Plagiarism, the most egregious ethical breach in the academy, is an epidemic in Nigerian academia. In its Nigerian iteration, plagiarism breaks down into two broad categories of violations: deliberate theft of other people’s academic work, and inadvertent plagiarism resulting from ignorance of standard citation ethos and procedures. The NUC, working with universities, should produce a plagiarism handbook to be distributed to all academics. The handbook should clearly define plagiarism in its multiple manifestations and clearly prescribe procedures for investigating and punishing violations. In addition, individual universities should hold annual or bi-annual anti-plagiarism workshops for lecturers and students.

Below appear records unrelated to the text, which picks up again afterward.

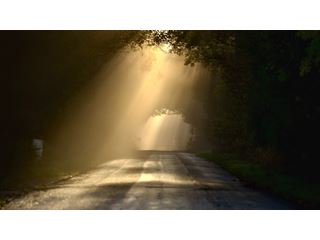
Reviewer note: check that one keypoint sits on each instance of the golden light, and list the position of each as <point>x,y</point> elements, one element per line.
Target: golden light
<point>115,114</point>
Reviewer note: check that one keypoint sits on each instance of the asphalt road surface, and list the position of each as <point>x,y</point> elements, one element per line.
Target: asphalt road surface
<point>157,180</point>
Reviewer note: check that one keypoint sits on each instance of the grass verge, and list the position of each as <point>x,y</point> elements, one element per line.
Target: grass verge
<point>291,188</point>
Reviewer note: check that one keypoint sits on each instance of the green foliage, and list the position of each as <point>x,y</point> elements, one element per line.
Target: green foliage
<point>289,187</point>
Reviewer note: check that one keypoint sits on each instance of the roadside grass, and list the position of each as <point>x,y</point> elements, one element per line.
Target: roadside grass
<point>291,188</point>
<point>29,178</point>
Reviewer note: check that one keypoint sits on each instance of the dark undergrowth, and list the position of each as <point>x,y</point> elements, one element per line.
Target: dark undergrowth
<point>292,188</point>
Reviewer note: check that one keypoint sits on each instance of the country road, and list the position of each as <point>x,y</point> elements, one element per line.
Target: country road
<point>157,180</point>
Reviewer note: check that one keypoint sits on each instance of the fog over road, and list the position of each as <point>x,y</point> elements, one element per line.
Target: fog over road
<point>154,180</point>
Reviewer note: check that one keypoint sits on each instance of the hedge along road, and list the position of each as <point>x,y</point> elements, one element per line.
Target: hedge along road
<point>154,180</point>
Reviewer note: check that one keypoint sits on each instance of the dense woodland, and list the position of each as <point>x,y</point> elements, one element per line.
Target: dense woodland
<point>262,102</point>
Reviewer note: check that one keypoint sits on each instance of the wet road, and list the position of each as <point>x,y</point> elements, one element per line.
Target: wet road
<point>158,180</point>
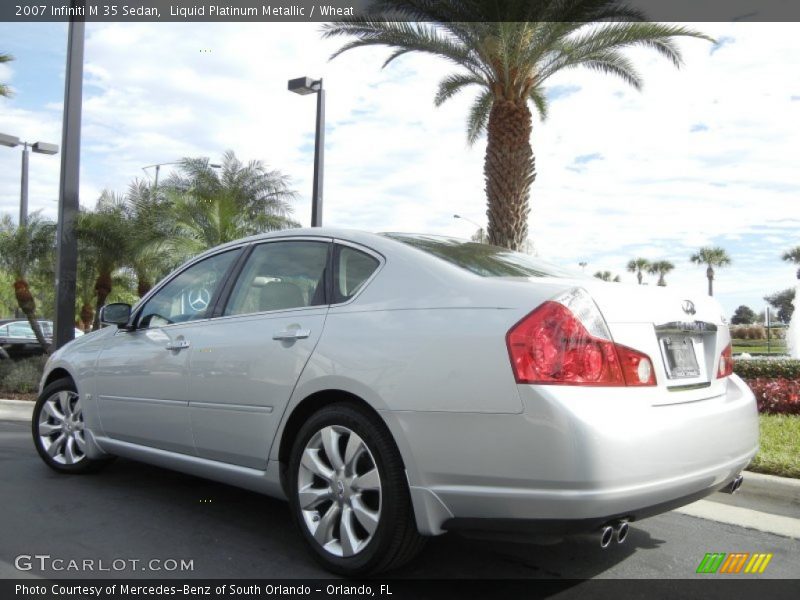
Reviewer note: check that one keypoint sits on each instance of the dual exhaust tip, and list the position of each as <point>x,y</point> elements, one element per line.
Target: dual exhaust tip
<point>610,532</point>
<point>734,485</point>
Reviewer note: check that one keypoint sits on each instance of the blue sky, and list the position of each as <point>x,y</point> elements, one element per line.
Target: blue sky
<point>705,155</point>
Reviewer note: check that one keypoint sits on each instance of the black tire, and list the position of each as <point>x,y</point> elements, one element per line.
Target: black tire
<point>71,458</point>
<point>395,540</point>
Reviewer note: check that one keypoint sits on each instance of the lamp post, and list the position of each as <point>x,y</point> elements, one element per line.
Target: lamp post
<point>38,147</point>
<point>480,228</point>
<point>305,86</point>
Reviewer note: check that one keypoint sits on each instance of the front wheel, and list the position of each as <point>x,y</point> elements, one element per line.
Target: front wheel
<point>349,495</point>
<point>58,429</point>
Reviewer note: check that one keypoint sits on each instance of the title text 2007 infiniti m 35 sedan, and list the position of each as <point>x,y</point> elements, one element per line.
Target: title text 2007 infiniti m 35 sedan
<point>397,386</point>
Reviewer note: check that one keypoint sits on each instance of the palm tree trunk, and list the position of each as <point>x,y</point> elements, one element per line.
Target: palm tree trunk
<point>27,304</point>
<point>102,288</point>
<point>509,172</point>
<point>710,275</point>
<point>87,316</point>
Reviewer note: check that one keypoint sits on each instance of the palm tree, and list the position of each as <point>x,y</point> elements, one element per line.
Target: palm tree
<point>211,208</point>
<point>660,268</point>
<point>793,256</point>
<point>713,257</point>
<point>5,91</point>
<point>22,248</point>
<point>607,276</point>
<point>509,50</point>
<point>107,232</point>
<point>638,266</point>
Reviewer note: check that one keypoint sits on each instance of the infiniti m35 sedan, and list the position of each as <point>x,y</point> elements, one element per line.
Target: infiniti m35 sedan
<point>396,386</point>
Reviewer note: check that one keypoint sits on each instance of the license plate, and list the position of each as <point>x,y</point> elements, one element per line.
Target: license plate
<point>680,357</point>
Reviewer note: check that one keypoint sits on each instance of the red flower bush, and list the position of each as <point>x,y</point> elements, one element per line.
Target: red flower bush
<point>776,396</point>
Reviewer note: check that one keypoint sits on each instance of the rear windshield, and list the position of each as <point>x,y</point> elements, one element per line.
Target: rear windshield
<point>483,259</point>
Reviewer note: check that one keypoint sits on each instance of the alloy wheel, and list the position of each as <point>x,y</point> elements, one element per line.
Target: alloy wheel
<point>339,491</point>
<point>61,428</point>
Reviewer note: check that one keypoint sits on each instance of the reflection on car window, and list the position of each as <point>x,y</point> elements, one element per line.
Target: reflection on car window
<point>279,276</point>
<point>188,296</point>
<point>351,269</point>
<point>483,259</point>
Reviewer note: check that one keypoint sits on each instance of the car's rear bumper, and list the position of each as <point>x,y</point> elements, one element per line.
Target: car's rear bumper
<point>575,455</point>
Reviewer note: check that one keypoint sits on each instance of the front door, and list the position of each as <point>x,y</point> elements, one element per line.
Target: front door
<point>141,385</point>
<point>244,365</point>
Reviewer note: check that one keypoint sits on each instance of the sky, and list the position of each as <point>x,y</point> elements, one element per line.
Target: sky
<point>704,155</point>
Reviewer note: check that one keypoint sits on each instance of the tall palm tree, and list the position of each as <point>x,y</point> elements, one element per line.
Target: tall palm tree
<point>5,91</point>
<point>712,257</point>
<point>638,266</point>
<point>107,232</point>
<point>211,208</point>
<point>509,50</point>
<point>660,268</point>
<point>607,276</point>
<point>22,247</point>
<point>793,256</point>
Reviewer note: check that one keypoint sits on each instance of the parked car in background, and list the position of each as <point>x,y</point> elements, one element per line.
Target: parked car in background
<point>18,340</point>
<point>399,386</point>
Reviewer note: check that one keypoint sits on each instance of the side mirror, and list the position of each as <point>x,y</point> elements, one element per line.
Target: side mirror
<point>117,313</point>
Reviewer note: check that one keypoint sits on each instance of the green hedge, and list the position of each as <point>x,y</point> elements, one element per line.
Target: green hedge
<point>752,369</point>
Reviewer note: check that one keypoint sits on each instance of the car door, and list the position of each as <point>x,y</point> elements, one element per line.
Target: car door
<point>245,363</point>
<point>141,384</point>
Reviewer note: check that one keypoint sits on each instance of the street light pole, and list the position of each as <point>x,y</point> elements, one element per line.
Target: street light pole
<point>23,194</point>
<point>304,86</point>
<point>68,198</point>
<point>40,148</point>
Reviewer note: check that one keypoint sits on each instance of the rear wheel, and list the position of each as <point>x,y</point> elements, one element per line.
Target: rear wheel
<point>58,429</point>
<point>349,495</point>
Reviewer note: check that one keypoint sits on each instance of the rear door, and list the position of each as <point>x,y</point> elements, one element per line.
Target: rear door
<point>245,363</point>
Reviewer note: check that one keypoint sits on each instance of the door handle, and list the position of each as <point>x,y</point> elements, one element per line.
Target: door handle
<point>178,345</point>
<point>291,334</point>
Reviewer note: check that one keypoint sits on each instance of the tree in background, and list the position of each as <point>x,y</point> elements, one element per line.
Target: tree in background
<point>5,91</point>
<point>106,233</point>
<point>607,276</point>
<point>638,266</point>
<point>660,268</point>
<point>22,248</point>
<point>783,302</point>
<point>211,207</point>
<point>509,50</point>
<point>712,257</point>
<point>793,256</point>
<point>744,315</point>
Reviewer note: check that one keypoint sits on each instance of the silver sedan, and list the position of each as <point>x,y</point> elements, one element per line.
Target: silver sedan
<point>394,387</point>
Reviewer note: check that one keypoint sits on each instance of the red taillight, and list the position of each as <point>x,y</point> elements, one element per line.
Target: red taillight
<point>725,363</point>
<point>552,346</point>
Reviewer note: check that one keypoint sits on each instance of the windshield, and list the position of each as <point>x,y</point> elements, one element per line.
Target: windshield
<point>483,259</point>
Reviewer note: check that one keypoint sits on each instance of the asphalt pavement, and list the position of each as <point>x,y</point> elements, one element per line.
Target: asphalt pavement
<point>130,514</point>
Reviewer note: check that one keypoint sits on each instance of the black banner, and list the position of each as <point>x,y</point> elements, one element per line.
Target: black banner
<point>333,10</point>
<point>711,588</point>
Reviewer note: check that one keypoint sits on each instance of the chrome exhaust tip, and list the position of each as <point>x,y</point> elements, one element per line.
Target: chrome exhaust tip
<point>734,485</point>
<point>606,535</point>
<point>622,532</point>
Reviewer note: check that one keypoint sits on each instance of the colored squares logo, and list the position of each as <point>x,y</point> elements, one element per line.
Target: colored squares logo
<point>734,562</point>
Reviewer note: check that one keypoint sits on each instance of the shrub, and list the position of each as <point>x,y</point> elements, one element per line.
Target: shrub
<point>22,376</point>
<point>755,368</point>
<point>776,396</point>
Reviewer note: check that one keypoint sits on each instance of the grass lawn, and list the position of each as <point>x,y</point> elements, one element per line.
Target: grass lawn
<point>780,446</point>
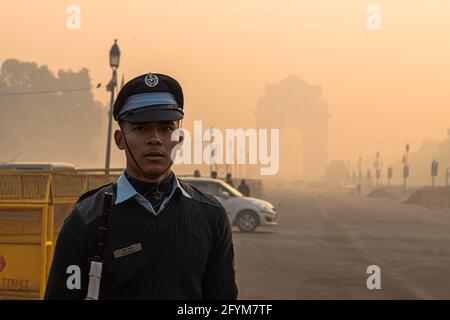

Mentorship and Supervision
Our current postgraduate supervision culture is one of oppression, hazing, and mean-spirited tyranny. Perpetrated by supervisors, this mentorship practice is a generational cycle in which today’s victims become tomorrow’s oppressive mentors. Supervisors behave as though they are doing their supervisees a favor, the result being a slavish master-servant relationship between mentor and mentee in which the latter has no voice and has his or her intellectual initiatives stifled or subordinated to the whims and predilections of the powerful supervisor. It is a system largely devoid of the mentoring and guidance that one expects from such a relationship. What we need is a postgraduate student bill of rights, which would empower and restore specific, enforceable rights to the student. The NUC’s student bill of rights should articulate a set of guidelines to govern this important relationship in the academy. Such guidelines should make it possible for students to:
1. Demand to be reassigned to a new supervisor when the existing one is not giving them time, attention, and guidance, or is delaying the completion of the dissertation and its associated processes. If this right already exists, it should be strengthened and enforced.
2. The bill of rights should include the right of the student to refuse arbitrary, tyrannical orders to simply replicate the scholarly or analytical trajectory of the supervisor, a phenomenon of academic inbreeding that impedes the production of new knowledges and the expansion of existing ones. The bill of rights should allow students to creatively pursue their own analytical direction without their supervisors forcing them into a straight-jacket and refusing to consider the merit or otherwise of the analytical choices the student is making.
3. The NUC bill of student rights should set a limit on how long supervisors can sit on chapters submitted by students without offering them feedback/comments.
4. The NUC should explicitly forbid supervisors from demanding money or material goods, services, errands, or sexual favors from students they are supervising, with penalties for violations clearly prescribed.
5. The guidelines should empower students to explore interdisciplinary questions where appropriate without supervisors punishing them or insisting on the observance of narrow disciplinary conventions for the sake of conformity to academic traditions, paradigms, and idiosyncrasies.
These proposals are preliminary outlines and should be debated, fleshed out, and refined as appropriate by critical stakeholders, but the NUC, empowered statutorily to regulate university education in Nigeria, should take the lead in catalyzing the urgently needed reforms.